Du 10 décembre 1951NOR
1. Contenu
Abrogée et remplacée en dernier lieu par la loi 84-16 du 11 janvier 1984 (BOC, p. 208). |
2. Contenu
Mes services ont été à maintes reprises saisis par différents départements ministériels de demandes d'avis relatives aux problèmes posés par la mise en œuvre du régime disciplinaire institué par la loi du 19 octobre 1946 et se sont efforcés de fournir aux diverses administrations des solutions conformes aux principes posés par le statut général. En certains cas, il leur était apparu que les questions soumises soulevaient de sérieuses difficultés juridiques et mes prédécesseurs furent conduits à demander l'avis du conseil d'État sur les solutions qu'il convenait d'y apporter.
Ces avis furent portés à votre connaissance par mes circulaire 66 du 15 janvier 1948 (BOR/M, p. 33), circulaire 109 du 26 octobre 1948 (BO/A, p. 2982), circulaire 174 du 28 mars 1950 (BO/G, p. 1139).

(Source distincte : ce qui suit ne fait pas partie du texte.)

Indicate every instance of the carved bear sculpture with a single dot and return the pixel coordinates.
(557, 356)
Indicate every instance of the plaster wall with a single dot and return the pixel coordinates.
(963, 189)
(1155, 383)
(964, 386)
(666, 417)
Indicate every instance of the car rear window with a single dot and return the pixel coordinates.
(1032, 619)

Il m'a paru utile, compte tenu des nouvelles questions soumises à mon examen et de différents arrêts rendus par le conseil d'État, de résumer et de compléter les dispositions des circulaires précitées.
A cet effet, la présente circulaire traitera de questions posées :
§1er. Par la nature des peines disciplinaires (art. 61) ;
§ 2. Par la mise en œuvre de la procédure disciplinaire ;
§ 3. Par la situation particulière de certains agents (abandon de poste, condamnation à une peine entraînant la privation des droits civiques) ;
§ 4. Par le retrait des mesures disciplinaires.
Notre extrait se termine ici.